Awk is an excellent tool for building UNIX/Linux shell scripts, but there are potential pitfalls. Say we have a scriptfile named "testscript", and it takes two filenames as parameters:

   testscript myfile1 myfile2

If we're executing Awk commands from a file, handling the two filenames isn't very difficult. We can initialize variables on the command line as follows:

   cat $1 $2 | awk -f testscript.awk f1=$1 f2=$2 > tmpfile

The Awk program will use two variables, "f1" and "f2", that are initialized from the script command line variables "$1" and "$2".

Where this measure gets obnoxious is when we are specifying Awk commands directly, which is preferable if possible since it reduces the number of files needed to implement a script.
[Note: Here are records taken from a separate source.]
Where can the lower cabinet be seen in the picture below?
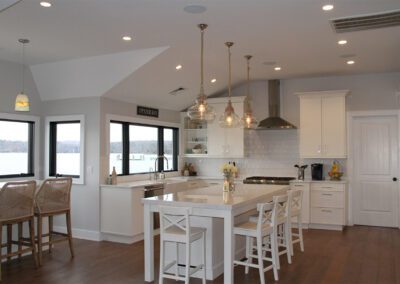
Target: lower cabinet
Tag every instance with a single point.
(328, 205)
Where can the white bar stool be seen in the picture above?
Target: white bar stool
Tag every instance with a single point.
(295, 204)
(175, 228)
(264, 227)
(283, 230)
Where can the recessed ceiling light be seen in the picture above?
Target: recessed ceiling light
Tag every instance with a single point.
(45, 4)
(194, 9)
(327, 7)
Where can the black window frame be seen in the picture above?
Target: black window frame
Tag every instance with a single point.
(31, 149)
(160, 141)
(53, 147)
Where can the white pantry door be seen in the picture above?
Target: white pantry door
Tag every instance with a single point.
(375, 150)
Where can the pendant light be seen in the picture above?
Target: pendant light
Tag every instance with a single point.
(201, 111)
(229, 119)
(248, 120)
(22, 100)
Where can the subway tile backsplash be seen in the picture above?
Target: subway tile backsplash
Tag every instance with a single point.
(269, 153)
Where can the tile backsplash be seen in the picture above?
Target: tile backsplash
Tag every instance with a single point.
(269, 153)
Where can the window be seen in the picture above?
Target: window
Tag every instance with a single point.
(65, 147)
(134, 148)
(16, 148)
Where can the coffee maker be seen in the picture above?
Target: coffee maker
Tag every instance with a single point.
(317, 171)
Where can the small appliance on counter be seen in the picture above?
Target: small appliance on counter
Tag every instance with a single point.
(300, 171)
(317, 171)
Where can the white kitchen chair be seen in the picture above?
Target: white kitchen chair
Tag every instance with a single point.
(265, 227)
(295, 205)
(175, 228)
(283, 224)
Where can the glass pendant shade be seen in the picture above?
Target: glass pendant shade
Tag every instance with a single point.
(22, 102)
(229, 119)
(248, 120)
(201, 111)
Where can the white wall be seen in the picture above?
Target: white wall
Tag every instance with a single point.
(274, 152)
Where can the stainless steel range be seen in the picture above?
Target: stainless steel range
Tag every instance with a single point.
(268, 180)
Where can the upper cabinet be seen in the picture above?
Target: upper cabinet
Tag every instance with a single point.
(323, 124)
(214, 141)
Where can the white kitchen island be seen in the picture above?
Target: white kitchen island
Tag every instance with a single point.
(208, 202)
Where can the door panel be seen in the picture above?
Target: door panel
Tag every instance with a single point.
(375, 143)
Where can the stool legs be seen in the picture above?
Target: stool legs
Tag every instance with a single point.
(39, 236)
(50, 233)
(69, 231)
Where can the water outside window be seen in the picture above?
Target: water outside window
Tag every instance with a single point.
(168, 149)
(14, 147)
(143, 148)
(68, 148)
(116, 147)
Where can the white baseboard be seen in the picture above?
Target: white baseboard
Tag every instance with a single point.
(80, 233)
(326, 227)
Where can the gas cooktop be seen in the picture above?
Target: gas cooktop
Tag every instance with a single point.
(268, 180)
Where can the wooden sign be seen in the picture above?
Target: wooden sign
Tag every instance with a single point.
(147, 111)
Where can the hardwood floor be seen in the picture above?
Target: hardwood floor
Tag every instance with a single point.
(357, 255)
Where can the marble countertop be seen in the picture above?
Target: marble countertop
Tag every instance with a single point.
(214, 198)
(319, 181)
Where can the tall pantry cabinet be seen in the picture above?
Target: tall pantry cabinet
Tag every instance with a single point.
(323, 124)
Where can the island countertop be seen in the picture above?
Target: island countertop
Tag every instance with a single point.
(213, 197)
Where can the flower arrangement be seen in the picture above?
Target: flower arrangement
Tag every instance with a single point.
(228, 170)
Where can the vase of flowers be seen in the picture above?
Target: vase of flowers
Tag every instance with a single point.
(229, 171)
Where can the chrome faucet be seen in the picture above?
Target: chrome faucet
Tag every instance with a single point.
(158, 175)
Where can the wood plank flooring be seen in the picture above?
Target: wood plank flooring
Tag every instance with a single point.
(357, 255)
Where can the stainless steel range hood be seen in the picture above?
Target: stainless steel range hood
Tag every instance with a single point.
(274, 121)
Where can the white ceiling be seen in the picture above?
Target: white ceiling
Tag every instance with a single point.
(295, 33)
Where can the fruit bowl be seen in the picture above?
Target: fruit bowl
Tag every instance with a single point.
(335, 175)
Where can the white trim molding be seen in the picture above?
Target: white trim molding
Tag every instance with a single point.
(81, 118)
(36, 143)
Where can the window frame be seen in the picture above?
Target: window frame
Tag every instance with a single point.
(51, 150)
(32, 143)
(126, 122)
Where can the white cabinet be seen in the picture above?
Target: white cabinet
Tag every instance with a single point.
(328, 204)
(323, 124)
(213, 140)
(305, 210)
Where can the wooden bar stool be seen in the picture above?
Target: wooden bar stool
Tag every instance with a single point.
(175, 228)
(295, 205)
(17, 207)
(53, 198)
(265, 226)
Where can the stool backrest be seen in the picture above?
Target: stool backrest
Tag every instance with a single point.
(17, 200)
(176, 218)
(54, 195)
(295, 200)
(281, 208)
(265, 214)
The problem is that "$1" and "$2" have different meanings to the scriptfile and to Awk. To the scriptfile, they are command-line parameters, but to Awk they indicate text fields in the input.

The handling of these variables depends on how Awk print fields are defined—either enclosed in double-quotes (" ") or in single-quotes (' '). If we invoke Awk as follows:

   awk "{ print \"This is a test: \" $1 }" $1

—we won't get anything printed for the "$1" variable. If we instead use single-quotes to ensure that the scriptfile leaves the Awk positional variables alone, we can insert scriptfile variables by initializing them to variables on the command line:

   awk '{ print "This is a test: " $1 " / parm2 = " f  }' f=$2 < $1

This provides the first field in "myfile1" as the first parameter and the name of "myfile2" as the second parameter.

Remember that Awk is relatively slow and clumsy and should not be regarded as the default tool for all scriptfile jobs. We can use "cat" to append to files, "head" and "tail" to cut off a given number of lines of text from the front or back of a file, "grep" or "fgrep" to find lines in a particular file, and "sed" to do search-replaces on the stream in the file.